The festival is both a private and a public one. Within the home, people traditionally construct altars for the dead and adorn them with offerings of sugar skulls or calaveras, and pan de muerto (‘bread of the dead’) in the shape of bones and skeletons. Later, processions and exuberant music fill the streets, as people congregate in cemeteries to spruce up family graves and shower them in flowers and papel picado – the distinctly Mexican strings of brightly coloured paper cuttings. The normally quiet graveyards are injected with life, as people gather not to mourn but to cheerfully reminisce over happy times spent together, and maintain the inclusion of the dead within the community. Far from being a macabre spectacle, there is a feeling of respect but also pragmatism towards death. It is accepted as something inevitable, and therefore an opportunity to celebrate together with those that have passed is seen as something natural, and to be enjoyed.

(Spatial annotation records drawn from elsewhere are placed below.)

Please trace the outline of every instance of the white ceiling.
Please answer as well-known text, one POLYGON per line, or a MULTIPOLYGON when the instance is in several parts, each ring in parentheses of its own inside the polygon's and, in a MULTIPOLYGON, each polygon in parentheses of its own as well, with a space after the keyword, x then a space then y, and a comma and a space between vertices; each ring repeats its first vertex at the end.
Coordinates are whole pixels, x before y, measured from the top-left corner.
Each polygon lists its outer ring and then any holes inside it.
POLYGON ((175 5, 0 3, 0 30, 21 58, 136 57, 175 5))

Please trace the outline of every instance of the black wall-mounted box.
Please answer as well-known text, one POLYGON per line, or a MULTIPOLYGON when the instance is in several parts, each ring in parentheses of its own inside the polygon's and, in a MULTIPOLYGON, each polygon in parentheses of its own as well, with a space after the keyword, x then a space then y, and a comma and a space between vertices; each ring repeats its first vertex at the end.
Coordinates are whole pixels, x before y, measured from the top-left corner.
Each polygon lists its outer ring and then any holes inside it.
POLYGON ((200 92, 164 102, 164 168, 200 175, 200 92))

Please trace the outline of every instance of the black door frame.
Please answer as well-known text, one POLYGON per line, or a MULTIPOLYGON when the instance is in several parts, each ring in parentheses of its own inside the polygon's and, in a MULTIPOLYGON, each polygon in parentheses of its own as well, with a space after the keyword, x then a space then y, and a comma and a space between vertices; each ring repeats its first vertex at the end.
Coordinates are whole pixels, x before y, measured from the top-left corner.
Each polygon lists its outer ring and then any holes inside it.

El Día de los Muertos also exists in some form across much of Latin America, though the Mexican festival is the grandest and most significant. It has also gained a stronghold in the southern states of the USA, following immigrant communities across the border. To some extent it has also captured the world, perhaps due to its highly decorative and distinctive imagery, or maybe a slightly morbid fascination in celebrating something that remains taboo across western society. In today’s world where logical explanation is sought for everything, death remains one of the great unknowns. Therefore the manner in which it is honoured is a particularly revealing window on a culture and the beliefs, superstitions and character of its people.